奥村はその後、少年野球チームの宝塚ボーイズの監督を務め、田中将大ら多くの選手を育てている。
奥村の後、イチローに投げたオリックスの打撃投手たちも、取材でイチローは本塁打王になれるパワーを持っていると答えてくれた。イチローの打撃は力が無駄に分散されず、インパクトのときにすべての力がバットに乗り移るので、打球が面白いように速く、遠くまで飛ぶ。
「本塁打を打つ気になったらいくらでも打てると思います。本塁打に徹すれば松井秀喜より打てると思います」
彼らに共通する見解だ。メジャーリーグに移籍してからも、イチローに投げた日本人打撃投手がいる。中日ドラゴンズの打撃投手だった坂田和隆である。彼は2008年からイチローのオフシーズンの打撃投手を務めた。冬場、イチローは日本の球場で練習するが、1時間ほどの打撃練習で、50本から60本の柵越えを放ったと語ってくれた。
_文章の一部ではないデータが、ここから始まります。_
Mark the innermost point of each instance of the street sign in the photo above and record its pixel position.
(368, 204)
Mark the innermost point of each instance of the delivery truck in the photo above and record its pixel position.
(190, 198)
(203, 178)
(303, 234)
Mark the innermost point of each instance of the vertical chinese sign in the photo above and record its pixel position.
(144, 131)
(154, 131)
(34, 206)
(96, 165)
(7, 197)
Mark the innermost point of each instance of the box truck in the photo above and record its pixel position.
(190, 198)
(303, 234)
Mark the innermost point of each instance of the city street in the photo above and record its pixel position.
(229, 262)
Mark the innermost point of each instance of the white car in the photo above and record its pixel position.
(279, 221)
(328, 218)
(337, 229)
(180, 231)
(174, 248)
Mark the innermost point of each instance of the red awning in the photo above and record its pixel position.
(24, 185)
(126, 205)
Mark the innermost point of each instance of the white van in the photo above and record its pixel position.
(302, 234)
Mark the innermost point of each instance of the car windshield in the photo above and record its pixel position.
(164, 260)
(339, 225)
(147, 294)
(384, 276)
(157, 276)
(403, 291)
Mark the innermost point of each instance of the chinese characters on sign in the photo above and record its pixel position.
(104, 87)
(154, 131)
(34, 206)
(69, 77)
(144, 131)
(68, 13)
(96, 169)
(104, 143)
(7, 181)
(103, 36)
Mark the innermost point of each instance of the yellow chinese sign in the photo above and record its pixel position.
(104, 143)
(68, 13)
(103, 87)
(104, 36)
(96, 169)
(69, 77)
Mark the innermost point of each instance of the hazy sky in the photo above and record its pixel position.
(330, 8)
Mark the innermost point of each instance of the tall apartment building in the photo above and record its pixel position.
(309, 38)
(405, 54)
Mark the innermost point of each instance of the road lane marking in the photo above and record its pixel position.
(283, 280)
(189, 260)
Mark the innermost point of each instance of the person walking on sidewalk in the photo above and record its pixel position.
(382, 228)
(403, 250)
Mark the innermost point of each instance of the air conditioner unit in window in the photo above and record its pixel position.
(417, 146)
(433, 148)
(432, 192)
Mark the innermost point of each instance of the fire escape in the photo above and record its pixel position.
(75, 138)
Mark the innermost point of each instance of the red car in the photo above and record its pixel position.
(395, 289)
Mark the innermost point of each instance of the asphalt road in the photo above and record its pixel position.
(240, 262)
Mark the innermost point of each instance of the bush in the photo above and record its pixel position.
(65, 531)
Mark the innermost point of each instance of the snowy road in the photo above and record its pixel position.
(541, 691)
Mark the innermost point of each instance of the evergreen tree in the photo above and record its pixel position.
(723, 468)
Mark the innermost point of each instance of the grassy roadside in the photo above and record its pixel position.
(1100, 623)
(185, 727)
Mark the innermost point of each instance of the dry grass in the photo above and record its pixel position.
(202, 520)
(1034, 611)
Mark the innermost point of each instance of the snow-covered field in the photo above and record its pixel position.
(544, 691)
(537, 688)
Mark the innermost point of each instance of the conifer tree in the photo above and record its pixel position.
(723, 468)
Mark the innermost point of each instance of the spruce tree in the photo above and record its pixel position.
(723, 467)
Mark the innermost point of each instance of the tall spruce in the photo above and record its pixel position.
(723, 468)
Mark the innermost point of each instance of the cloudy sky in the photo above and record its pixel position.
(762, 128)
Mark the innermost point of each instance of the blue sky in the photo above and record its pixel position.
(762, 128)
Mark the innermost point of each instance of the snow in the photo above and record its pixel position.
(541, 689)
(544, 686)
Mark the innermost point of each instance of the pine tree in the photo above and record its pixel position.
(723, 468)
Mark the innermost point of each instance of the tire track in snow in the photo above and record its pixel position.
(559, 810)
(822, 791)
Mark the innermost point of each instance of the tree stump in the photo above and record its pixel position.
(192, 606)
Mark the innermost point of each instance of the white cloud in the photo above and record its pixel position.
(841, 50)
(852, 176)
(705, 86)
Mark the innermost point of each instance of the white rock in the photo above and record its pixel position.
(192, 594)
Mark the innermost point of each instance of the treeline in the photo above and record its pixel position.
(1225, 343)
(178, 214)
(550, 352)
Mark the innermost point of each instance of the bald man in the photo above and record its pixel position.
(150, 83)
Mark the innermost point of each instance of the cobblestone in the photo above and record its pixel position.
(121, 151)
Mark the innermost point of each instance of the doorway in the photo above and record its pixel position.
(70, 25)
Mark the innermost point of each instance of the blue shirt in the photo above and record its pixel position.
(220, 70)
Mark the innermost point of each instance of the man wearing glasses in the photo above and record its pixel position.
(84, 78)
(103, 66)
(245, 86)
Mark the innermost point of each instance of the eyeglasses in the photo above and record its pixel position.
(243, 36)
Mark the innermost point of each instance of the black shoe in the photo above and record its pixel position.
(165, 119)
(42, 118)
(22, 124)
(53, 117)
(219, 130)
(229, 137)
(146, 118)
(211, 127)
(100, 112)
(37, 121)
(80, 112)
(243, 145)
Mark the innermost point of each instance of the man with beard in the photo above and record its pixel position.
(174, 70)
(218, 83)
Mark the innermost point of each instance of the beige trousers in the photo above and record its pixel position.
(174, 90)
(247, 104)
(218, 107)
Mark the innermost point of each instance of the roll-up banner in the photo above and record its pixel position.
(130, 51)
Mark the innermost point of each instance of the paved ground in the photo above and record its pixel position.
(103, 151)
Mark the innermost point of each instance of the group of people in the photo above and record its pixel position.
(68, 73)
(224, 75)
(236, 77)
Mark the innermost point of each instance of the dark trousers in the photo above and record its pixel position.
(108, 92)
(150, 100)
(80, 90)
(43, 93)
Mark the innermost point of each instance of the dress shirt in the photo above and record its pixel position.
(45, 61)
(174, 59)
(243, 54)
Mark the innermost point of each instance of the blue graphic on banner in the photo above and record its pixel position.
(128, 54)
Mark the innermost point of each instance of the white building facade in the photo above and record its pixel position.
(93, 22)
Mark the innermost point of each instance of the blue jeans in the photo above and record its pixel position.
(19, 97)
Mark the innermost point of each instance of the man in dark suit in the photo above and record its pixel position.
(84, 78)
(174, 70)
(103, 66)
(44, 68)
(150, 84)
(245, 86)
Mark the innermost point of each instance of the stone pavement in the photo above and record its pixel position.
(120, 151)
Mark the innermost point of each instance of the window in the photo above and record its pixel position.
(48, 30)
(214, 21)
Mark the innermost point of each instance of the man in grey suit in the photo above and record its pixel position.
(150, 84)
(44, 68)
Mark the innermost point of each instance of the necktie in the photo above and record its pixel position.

この本塁打数は尋常な数ではない。
イチローの偉大な成績は、一流の打撃投手との二人三脚の中で生まれて行ったのである。
改めてイチローが本塁打王争いをしていた1995年当時のビデオを見ると、彼の本塁打は、弾丸ライナーで観客席の中段まで届くものもあれば、高々と舞ってゆっくりと右翼席上段に落ちるアーチもある。しかもグリーンスタジアム神戸は、両翼99.1メートル、センター122メートルと、当時の福岡ドーム並みの広さを持つ。そこで軽々と中段から上段席まで届く打球は、並の長距離打者では打てるものではない。
ホームランバッター・イチローを実感した瞬間だった。